The announcement comes just a few weeks after Cyera announced a $300 million Series C funding round. That investment took the funds it has raised to over $460 million.

Yotam Segev, Co-Founder & CEO at Cyera (image credit - LinkedIn/Yotam Segev)
Yotam Segev, Co-Founder & CEO at Cyera

Yotam Segev, Cyera Co-Founder and CEO, said, “Complexity is the enemy of security. We have extended coverage to on-premises databases and file shares in a way that places minimal burden on security teams or the network. No new hardware, patching, or people are required.

“Customers enjoy rapid time to value because they can leverage the same Cyera data security engine used to cover hybrid cloud data. One solution covers all data everywhere. Our goal is to enable the secure and optimal use of the company’s data with minimal effort and friction.”

What is Cyera doing?

Despite the amount of data that organisations already store in some form of cloud environment, a significant amount of data remains on-premises. According to Synergy Research, 40% of global data storage capacity is in on-premises data centres.

Data is stored in these on-premises data centres for various reasons. Among the often cited reasons are data sovereignty, compliance, privacy, legacy applications, and intellectual property protection.

Cyera wants to make it easier for organisations to have a single tool to manage all their data. Rather than break from its cloud-native approach and deliver a separate solution that would require integration, it has written a lightweight connector that sits on customers’ servers.

Continuous scanning of customers’ data stores allows it to detect data, which is then classified using its ML-based classification tools. It also does context analysis of the data to discover who has access and where it is located and build a risk analysis. Importantly, Cyera mitigates risk by applying the correct security controls.

Enterprise Times: What does this mean?

Data sprawl is a serious issue. Without knowing where data is stored, it’s hard to secure and protect it. This means that organisations often struggle to fully meet their compliance obligations.

That doesn’t mean that IT is ignoring the issue. Its problem is the number of applications that store copies of data on different platforms. To deal with this, organisations have multiple tools to detect and identify data. The problem is that they all have their own UI, and not all are easy to integrate into a single solution.
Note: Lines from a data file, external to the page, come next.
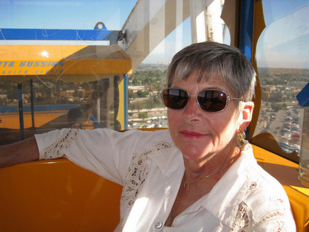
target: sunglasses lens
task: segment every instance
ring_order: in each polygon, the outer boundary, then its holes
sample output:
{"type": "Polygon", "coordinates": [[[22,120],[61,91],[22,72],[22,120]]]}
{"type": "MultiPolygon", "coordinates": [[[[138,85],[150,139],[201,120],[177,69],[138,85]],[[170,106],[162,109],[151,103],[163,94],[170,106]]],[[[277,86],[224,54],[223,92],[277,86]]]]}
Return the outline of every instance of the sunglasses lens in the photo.
{"type": "Polygon", "coordinates": [[[227,104],[227,95],[216,90],[206,90],[198,95],[198,102],[201,108],[208,112],[222,111],[227,104]]]}
{"type": "Polygon", "coordinates": [[[162,99],[165,106],[179,110],[185,107],[189,99],[189,95],[182,89],[166,89],[162,92],[162,99]]]}

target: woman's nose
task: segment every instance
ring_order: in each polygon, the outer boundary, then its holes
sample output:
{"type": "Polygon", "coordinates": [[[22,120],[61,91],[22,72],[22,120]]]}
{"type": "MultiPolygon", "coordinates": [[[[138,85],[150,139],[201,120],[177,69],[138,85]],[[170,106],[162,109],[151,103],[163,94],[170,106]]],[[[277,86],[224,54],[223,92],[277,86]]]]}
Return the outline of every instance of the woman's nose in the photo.
{"type": "Polygon", "coordinates": [[[187,123],[202,121],[203,112],[198,104],[196,97],[190,97],[187,101],[183,111],[183,117],[187,123]]]}

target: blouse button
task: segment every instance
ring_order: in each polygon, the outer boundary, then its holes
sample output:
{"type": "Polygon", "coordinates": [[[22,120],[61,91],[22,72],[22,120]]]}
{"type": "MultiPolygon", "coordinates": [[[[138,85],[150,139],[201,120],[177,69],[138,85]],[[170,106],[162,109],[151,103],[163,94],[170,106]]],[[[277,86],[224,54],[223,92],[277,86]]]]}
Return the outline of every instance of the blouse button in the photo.
{"type": "Polygon", "coordinates": [[[154,228],[160,229],[161,227],[162,227],[162,225],[163,225],[162,222],[158,222],[154,225],[154,228]]]}

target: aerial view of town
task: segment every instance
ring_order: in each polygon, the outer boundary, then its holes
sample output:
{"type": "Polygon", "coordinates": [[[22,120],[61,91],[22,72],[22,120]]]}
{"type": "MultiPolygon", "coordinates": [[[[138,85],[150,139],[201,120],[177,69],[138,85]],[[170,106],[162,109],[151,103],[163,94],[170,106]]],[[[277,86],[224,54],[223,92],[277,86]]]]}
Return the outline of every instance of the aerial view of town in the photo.
{"type": "MultiPolygon", "coordinates": [[[[166,70],[166,65],[142,64],[128,77],[128,129],[168,126],[166,108],[161,103],[159,95],[161,90],[165,86],[166,70]]],[[[304,125],[304,108],[299,106],[296,95],[308,83],[309,70],[260,68],[258,75],[262,86],[262,104],[255,135],[270,132],[285,152],[295,150],[299,154],[304,125]]],[[[25,109],[29,108],[30,104],[31,95],[28,82],[22,83],[25,109]]],[[[100,84],[104,86],[110,82],[106,80],[102,82],[100,84]]],[[[83,106],[85,111],[88,111],[87,118],[84,120],[88,119],[94,124],[93,120],[91,120],[90,115],[95,115],[95,95],[98,82],[71,83],[38,79],[34,80],[32,84],[34,105],[67,106],[56,108],[52,113],[54,118],[67,115],[68,111],[73,108],[72,106],[80,108],[83,106]]],[[[106,91],[109,91],[108,88],[106,91]]],[[[0,128],[19,128],[17,96],[16,82],[5,80],[0,82],[0,128]],[[12,111],[12,109],[14,110],[12,111]]],[[[109,108],[107,107],[110,111],[108,114],[109,118],[104,120],[101,118],[103,127],[113,126],[115,108],[112,106],[113,104],[110,104],[109,108]]],[[[30,115],[30,110],[25,111],[24,117],[27,118],[30,115]]],[[[63,118],[65,118],[63,119],[65,121],[67,119],[67,117],[63,118]]],[[[98,123],[100,121],[99,119],[98,123]]],[[[29,125],[30,122],[27,124],[27,120],[25,124],[25,128],[31,126],[29,125]]],[[[48,124],[45,121],[41,123],[36,121],[35,126],[46,127],[47,124],[48,124]]],[[[67,123],[62,123],[62,126],[67,126],[67,123]]]]}

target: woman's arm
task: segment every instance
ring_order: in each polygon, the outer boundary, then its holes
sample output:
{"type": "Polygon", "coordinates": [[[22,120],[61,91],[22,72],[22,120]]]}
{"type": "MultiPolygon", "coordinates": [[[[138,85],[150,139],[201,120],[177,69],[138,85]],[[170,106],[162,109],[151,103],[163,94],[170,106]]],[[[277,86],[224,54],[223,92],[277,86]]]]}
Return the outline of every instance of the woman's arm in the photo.
{"type": "Polygon", "coordinates": [[[38,157],[34,137],[0,147],[0,167],[33,161],[38,157]]]}

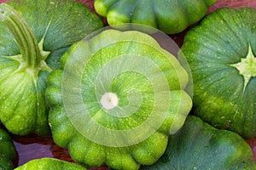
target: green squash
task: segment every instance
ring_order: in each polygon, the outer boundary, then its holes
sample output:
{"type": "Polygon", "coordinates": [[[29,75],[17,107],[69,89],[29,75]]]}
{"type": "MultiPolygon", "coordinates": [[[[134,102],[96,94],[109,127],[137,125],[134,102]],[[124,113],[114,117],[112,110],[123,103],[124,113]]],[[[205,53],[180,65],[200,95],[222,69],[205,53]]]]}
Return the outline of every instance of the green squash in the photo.
{"type": "Polygon", "coordinates": [[[216,128],[256,136],[256,9],[224,8],[185,36],[194,112],[216,128]]]}
{"type": "Polygon", "coordinates": [[[49,135],[48,74],[102,21],[68,0],[10,1],[0,5],[0,120],[15,134],[49,135]]]}
{"type": "Polygon", "coordinates": [[[11,137],[6,131],[0,129],[0,169],[14,169],[16,158],[16,149],[11,137]]]}
{"type": "Polygon", "coordinates": [[[174,34],[198,22],[216,0],[96,0],[96,11],[110,26],[137,23],[174,34]]]}
{"type": "Polygon", "coordinates": [[[184,126],[170,136],[165,154],[148,170],[256,169],[250,146],[238,134],[216,129],[189,116],[184,126]]]}
{"type": "Polygon", "coordinates": [[[86,170],[86,168],[76,163],[44,157],[32,160],[15,170],[86,170]]]}
{"type": "Polygon", "coordinates": [[[187,71],[141,31],[102,31],[73,45],[46,90],[53,139],[90,167],[153,164],[192,107],[187,71]]]}

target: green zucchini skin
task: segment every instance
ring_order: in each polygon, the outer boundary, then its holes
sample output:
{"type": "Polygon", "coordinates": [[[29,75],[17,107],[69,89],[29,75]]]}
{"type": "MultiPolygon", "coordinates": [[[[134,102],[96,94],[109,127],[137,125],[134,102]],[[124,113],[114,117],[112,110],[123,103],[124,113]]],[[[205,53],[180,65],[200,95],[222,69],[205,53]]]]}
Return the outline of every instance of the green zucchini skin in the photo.
{"type": "Polygon", "coordinates": [[[76,163],[58,160],[55,158],[39,158],[32,160],[15,170],[86,170],[76,163]]]}
{"type": "Polygon", "coordinates": [[[0,120],[15,134],[50,135],[46,78],[73,43],[103,23],[69,0],[14,0],[1,4],[2,13],[0,120]]]}
{"type": "Polygon", "coordinates": [[[0,129],[0,169],[12,170],[17,159],[17,152],[9,134],[0,129]]]}
{"type": "Polygon", "coordinates": [[[253,8],[220,8],[188,31],[182,47],[193,76],[193,112],[247,139],[256,136],[255,61],[245,67],[250,79],[234,65],[255,60],[254,18],[253,8]]]}
{"type": "Polygon", "coordinates": [[[110,26],[143,24],[167,33],[183,31],[198,22],[216,0],[96,0],[96,11],[110,26]]]}
{"type": "Polygon", "coordinates": [[[253,151],[236,133],[219,130],[198,116],[189,116],[184,126],[169,137],[165,154],[142,169],[255,169],[253,151]]]}

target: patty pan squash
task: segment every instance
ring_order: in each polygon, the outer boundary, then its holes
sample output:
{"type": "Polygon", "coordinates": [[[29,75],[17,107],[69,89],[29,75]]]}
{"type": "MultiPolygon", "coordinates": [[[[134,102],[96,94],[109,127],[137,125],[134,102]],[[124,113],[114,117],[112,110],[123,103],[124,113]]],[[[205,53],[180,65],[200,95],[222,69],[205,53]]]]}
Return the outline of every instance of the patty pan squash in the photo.
{"type": "Polygon", "coordinates": [[[15,170],[86,170],[86,168],[76,163],[44,157],[32,160],[15,170]]]}
{"type": "Polygon", "coordinates": [[[216,128],[256,136],[256,9],[224,8],[184,38],[194,112],[216,128]]]}
{"type": "Polygon", "coordinates": [[[256,169],[256,164],[250,146],[241,136],[189,116],[184,126],[170,136],[162,157],[144,169],[251,170],[256,169]]]}
{"type": "Polygon", "coordinates": [[[0,4],[0,120],[15,134],[49,135],[46,78],[69,46],[100,29],[83,3],[21,0],[0,4]]]}
{"type": "Polygon", "coordinates": [[[0,129],[0,169],[13,170],[17,152],[9,134],[3,129],[0,129]]]}
{"type": "Polygon", "coordinates": [[[198,22],[216,0],[96,0],[96,11],[110,26],[137,23],[167,34],[178,33],[198,22]]]}
{"type": "Polygon", "coordinates": [[[53,139],[90,167],[153,164],[192,107],[187,71],[141,31],[104,30],[73,45],[46,90],[53,139]]]}

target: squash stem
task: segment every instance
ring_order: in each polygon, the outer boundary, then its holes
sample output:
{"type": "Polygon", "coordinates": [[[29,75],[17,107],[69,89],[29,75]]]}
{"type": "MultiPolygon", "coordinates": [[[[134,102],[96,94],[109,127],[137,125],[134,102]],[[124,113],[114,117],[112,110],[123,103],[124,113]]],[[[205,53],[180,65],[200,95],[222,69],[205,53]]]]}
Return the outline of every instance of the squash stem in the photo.
{"type": "Polygon", "coordinates": [[[22,55],[21,67],[37,70],[41,62],[38,41],[21,14],[6,3],[0,4],[0,21],[14,36],[22,55]]]}

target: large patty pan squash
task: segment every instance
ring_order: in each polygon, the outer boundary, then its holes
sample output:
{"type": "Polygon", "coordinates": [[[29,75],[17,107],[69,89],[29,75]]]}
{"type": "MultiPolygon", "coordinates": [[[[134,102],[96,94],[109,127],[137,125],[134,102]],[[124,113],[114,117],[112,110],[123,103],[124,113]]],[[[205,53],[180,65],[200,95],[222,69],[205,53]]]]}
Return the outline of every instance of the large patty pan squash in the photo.
{"type": "Polygon", "coordinates": [[[0,20],[0,119],[13,133],[48,135],[46,77],[70,45],[103,24],[68,0],[2,3],[0,20]]]}
{"type": "Polygon", "coordinates": [[[198,22],[216,0],[96,0],[96,11],[110,26],[137,23],[167,34],[178,33],[198,22]]]}
{"type": "Polygon", "coordinates": [[[13,170],[17,158],[16,149],[9,134],[0,129],[0,169],[13,170]]]}
{"type": "Polygon", "coordinates": [[[153,164],[192,107],[188,73],[146,33],[106,30],[61,61],[48,77],[49,123],[55,142],[79,162],[153,164]]]}
{"type": "Polygon", "coordinates": [[[184,38],[194,112],[216,128],[256,136],[256,9],[224,8],[184,38]]]}
{"type": "Polygon", "coordinates": [[[166,153],[148,170],[256,169],[253,151],[236,133],[219,130],[195,116],[170,136],[166,153]]]}
{"type": "Polygon", "coordinates": [[[15,170],[86,170],[79,164],[55,158],[39,158],[32,160],[15,170]]]}

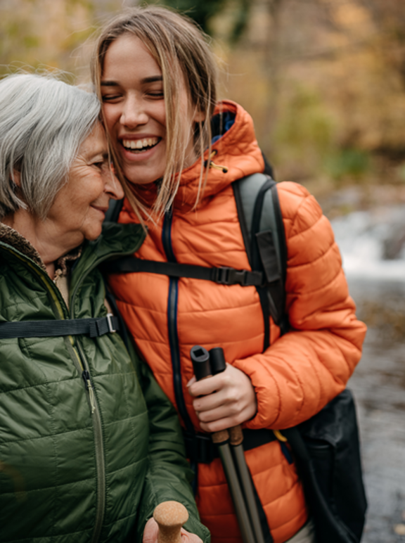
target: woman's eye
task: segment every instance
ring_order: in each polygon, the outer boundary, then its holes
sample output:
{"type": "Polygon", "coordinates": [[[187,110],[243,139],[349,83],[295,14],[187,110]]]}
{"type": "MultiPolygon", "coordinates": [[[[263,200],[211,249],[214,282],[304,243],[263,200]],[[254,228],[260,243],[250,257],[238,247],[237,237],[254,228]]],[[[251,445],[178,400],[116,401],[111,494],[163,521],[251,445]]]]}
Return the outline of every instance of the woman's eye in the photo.
{"type": "Polygon", "coordinates": [[[103,102],[112,102],[114,100],[118,100],[120,98],[119,94],[106,94],[104,96],[101,96],[101,100],[103,102]]]}

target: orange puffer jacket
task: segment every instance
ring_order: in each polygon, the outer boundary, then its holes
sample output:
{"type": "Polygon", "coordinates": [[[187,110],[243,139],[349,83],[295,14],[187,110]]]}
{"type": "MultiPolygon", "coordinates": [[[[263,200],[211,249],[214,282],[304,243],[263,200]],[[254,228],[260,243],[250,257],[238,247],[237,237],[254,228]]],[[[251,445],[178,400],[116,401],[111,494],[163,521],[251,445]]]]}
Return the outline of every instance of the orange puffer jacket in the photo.
{"type": "MultiPolygon", "coordinates": [[[[203,198],[193,210],[200,162],[184,170],[172,216],[158,219],[157,226],[148,224],[137,257],[250,269],[231,184],[262,172],[264,162],[248,114],[230,101],[221,107],[235,115],[233,124],[213,146],[215,163],[227,172],[210,168],[203,198]]],[[[144,201],[153,201],[154,185],[136,190],[144,201]]],[[[354,315],[330,225],[302,186],[280,183],[278,191],[288,247],[285,289],[291,328],[280,337],[271,321],[271,344],[264,352],[263,316],[253,286],[148,273],[110,276],[139,350],[183,414],[183,424],[198,431],[186,388],[193,376],[189,353],[194,345],[222,347],[226,361],[250,378],[257,412],[245,423],[249,428],[283,428],[312,416],[343,390],[360,359],[366,327],[354,315]]],[[[120,222],[136,222],[127,203],[120,222]]],[[[285,542],[307,516],[295,465],[288,463],[277,441],[248,451],[246,459],[274,542],[285,542]]],[[[219,459],[199,465],[196,499],[213,543],[241,541],[219,459]]]]}

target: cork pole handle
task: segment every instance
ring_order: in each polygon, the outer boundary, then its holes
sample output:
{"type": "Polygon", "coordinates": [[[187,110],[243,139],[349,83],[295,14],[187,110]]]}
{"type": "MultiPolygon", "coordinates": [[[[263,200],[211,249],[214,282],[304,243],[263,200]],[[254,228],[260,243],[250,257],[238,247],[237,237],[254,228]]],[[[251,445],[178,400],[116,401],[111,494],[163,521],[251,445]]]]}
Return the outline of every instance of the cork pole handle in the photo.
{"type": "Polygon", "coordinates": [[[181,543],[181,526],[188,519],[188,512],[178,502],[163,502],[153,512],[159,525],[158,543],[181,543]]]}

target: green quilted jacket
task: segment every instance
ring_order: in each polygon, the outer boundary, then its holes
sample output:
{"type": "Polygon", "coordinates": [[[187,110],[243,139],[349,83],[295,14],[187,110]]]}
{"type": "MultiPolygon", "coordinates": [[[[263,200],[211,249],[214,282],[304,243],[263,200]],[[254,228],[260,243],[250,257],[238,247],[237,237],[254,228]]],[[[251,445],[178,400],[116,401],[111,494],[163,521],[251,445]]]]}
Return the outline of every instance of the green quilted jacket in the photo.
{"type": "MultiPolygon", "coordinates": [[[[34,248],[0,224],[0,331],[105,316],[97,267],[143,237],[136,225],[107,224],[86,242],[68,309],[34,248]]],[[[1,543],[141,543],[154,508],[172,499],[188,509],[185,528],[210,540],[176,414],[130,350],[118,333],[0,339],[1,543]]]]}

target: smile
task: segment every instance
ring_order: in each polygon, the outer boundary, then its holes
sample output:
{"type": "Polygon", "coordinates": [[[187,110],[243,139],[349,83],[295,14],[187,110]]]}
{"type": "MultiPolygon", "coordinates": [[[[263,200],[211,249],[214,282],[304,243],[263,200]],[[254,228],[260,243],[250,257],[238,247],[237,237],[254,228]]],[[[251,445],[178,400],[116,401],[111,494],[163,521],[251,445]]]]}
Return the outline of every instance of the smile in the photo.
{"type": "Polygon", "coordinates": [[[122,146],[126,151],[139,153],[150,149],[158,145],[160,138],[144,138],[143,139],[123,139],[122,146]]]}

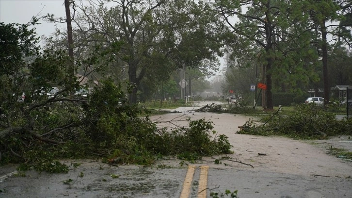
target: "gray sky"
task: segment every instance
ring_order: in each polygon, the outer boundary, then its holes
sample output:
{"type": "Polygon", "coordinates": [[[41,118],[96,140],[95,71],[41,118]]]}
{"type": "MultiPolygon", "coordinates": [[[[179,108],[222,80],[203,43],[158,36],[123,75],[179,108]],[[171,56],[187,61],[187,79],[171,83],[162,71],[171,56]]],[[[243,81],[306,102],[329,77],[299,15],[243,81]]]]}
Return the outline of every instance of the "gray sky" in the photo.
{"type": "MultiPolygon", "coordinates": [[[[27,23],[33,16],[40,17],[48,13],[65,17],[64,0],[0,0],[0,21],[5,24],[27,23]]],[[[54,23],[40,22],[35,26],[39,35],[48,36],[55,31],[54,23]]]]}
{"type": "MultiPolygon", "coordinates": [[[[53,14],[56,17],[65,18],[64,0],[0,0],[0,22],[5,24],[29,22],[32,16],[40,17],[48,13],[53,14]]],[[[41,24],[35,26],[38,35],[49,36],[55,32],[55,26],[64,28],[64,24],[49,23],[41,20],[41,24]]],[[[224,66],[224,59],[220,58],[221,69],[224,66]]],[[[219,72],[217,73],[219,75],[219,72]]],[[[210,78],[213,79],[214,77],[210,78]]]]}

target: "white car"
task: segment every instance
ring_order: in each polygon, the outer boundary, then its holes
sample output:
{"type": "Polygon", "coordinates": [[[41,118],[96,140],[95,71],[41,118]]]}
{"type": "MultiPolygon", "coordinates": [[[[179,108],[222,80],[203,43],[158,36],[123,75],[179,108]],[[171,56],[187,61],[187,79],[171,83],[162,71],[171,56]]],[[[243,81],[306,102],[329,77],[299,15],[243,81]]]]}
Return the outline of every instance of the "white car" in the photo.
{"type": "Polygon", "coordinates": [[[228,97],[228,99],[227,99],[228,102],[229,104],[232,104],[232,103],[236,104],[237,103],[237,100],[236,99],[236,96],[231,96],[229,97],[228,97]]]}
{"type": "Polygon", "coordinates": [[[311,97],[308,98],[305,100],[304,103],[308,104],[313,102],[318,105],[322,105],[324,104],[324,99],[320,97],[311,97]]]}

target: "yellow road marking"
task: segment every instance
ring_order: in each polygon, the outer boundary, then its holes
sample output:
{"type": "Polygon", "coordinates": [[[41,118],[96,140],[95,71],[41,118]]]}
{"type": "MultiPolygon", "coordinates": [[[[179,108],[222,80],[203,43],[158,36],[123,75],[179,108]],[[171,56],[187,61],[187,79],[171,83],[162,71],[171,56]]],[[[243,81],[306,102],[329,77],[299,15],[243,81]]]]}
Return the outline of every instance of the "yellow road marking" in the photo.
{"type": "Polygon", "coordinates": [[[186,178],[183,182],[182,191],[181,192],[180,198],[188,198],[190,197],[191,185],[193,180],[193,176],[194,175],[195,165],[188,166],[187,173],[186,174],[186,178]]]}
{"type": "Polygon", "coordinates": [[[208,170],[209,166],[202,165],[200,166],[200,176],[198,186],[198,198],[206,198],[207,197],[207,185],[208,181],[208,170]]]}

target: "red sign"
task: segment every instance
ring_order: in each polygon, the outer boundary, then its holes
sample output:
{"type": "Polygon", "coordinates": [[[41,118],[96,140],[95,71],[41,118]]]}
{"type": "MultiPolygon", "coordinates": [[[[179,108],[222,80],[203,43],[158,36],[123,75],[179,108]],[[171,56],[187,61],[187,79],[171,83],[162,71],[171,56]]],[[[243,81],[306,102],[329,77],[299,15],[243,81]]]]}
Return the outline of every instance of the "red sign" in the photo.
{"type": "Polygon", "coordinates": [[[267,90],[267,85],[265,84],[263,84],[262,83],[258,83],[258,88],[266,90],[267,90]]]}

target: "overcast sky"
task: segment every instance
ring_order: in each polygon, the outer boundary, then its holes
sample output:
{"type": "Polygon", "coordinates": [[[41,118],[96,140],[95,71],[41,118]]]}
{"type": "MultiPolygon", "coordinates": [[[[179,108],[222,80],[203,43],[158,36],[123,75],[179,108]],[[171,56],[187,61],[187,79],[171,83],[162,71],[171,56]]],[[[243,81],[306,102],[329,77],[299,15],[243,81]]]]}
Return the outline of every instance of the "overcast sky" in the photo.
{"type": "MultiPolygon", "coordinates": [[[[5,24],[27,23],[33,16],[40,17],[48,13],[64,17],[64,0],[0,0],[0,21],[5,24]]],[[[36,26],[39,35],[48,36],[55,31],[54,23],[42,20],[36,26]]]]}
{"type": "MultiPolygon", "coordinates": [[[[33,16],[40,17],[48,13],[53,14],[57,18],[65,18],[64,0],[0,0],[0,22],[5,24],[25,24],[33,16]]],[[[39,36],[50,35],[55,32],[55,25],[64,27],[62,24],[49,23],[43,20],[39,22],[41,24],[35,26],[39,36]]],[[[222,58],[220,61],[222,67],[224,66],[224,62],[222,58]]],[[[219,75],[219,73],[217,74],[219,75]]]]}

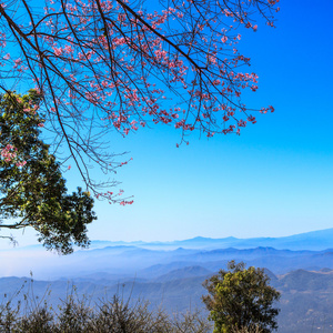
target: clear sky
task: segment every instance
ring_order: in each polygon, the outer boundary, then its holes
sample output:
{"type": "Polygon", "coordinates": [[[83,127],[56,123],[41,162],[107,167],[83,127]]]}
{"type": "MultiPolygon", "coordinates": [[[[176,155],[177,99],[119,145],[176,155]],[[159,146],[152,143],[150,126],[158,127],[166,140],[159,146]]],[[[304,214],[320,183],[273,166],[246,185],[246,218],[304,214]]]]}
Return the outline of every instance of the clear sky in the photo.
{"type": "MultiPolygon", "coordinates": [[[[110,137],[133,161],[117,174],[128,206],[97,202],[93,240],[281,236],[333,228],[333,29],[331,0],[281,0],[276,29],[259,21],[239,44],[259,74],[244,102],[275,113],[241,137],[190,137],[173,128],[110,137]]],[[[70,189],[80,185],[65,173],[70,189]]],[[[32,242],[34,232],[18,236],[32,242]]]]}

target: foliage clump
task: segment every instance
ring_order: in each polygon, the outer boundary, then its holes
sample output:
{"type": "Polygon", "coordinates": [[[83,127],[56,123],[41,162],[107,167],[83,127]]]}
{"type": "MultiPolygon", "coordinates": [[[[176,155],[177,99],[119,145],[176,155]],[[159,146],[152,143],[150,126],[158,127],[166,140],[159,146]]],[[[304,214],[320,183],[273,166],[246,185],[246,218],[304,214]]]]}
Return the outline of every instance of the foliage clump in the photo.
{"type": "Polygon", "coordinates": [[[36,90],[0,95],[0,229],[32,226],[47,249],[68,254],[89,244],[93,199],[80,188],[68,194],[61,165],[40,139],[40,102],[36,90]]]}
{"type": "Polygon", "coordinates": [[[114,295],[94,306],[87,297],[69,295],[58,310],[48,303],[26,297],[13,306],[0,305],[0,332],[9,333],[209,333],[210,323],[199,312],[168,315],[149,310],[149,304],[124,302],[114,295]],[[22,314],[23,313],[23,314],[22,314]]]}

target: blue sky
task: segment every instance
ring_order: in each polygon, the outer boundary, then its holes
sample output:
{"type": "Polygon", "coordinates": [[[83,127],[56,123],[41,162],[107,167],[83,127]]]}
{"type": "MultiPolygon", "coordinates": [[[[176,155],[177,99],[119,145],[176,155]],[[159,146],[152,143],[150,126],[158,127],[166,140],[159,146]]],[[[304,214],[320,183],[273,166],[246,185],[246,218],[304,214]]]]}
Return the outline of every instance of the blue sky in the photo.
{"type": "MultiPolygon", "coordinates": [[[[97,202],[91,239],[281,236],[333,228],[333,29],[331,0],[281,1],[276,29],[259,21],[240,43],[259,74],[245,103],[259,115],[241,137],[190,137],[168,127],[110,137],[133,161],[117,174],[133,205],[97,202]]],[[[72,169],[68,185],[80,185],[72,169]],[[72,173],[71,173],[72,172],[72,173]]],[[[18,235],[33,242],[33,231],[18,235]]]]}

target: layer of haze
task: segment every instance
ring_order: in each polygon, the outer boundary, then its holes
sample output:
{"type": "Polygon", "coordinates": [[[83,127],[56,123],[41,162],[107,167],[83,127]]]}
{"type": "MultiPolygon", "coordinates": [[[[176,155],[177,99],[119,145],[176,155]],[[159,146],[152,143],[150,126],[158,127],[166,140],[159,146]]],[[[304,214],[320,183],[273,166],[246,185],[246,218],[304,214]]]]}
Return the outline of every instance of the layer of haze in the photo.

Cyera believes that it can use its experience in detecting and securing data in the cloud to help solve the problem of on-premises data. By using a lightweight client, it integrates the on-premises environments into its existing solution, delivering a single user interface. That will reduce the learning curve for administrators and storage teams.

It will be interesting to see how many new customers Cyera wins. And what take-ups it has in its existing enterprise customer market. After all, the latter already know the tools from a cloud perspective, so they should be receptive to this move to protect on-premises data.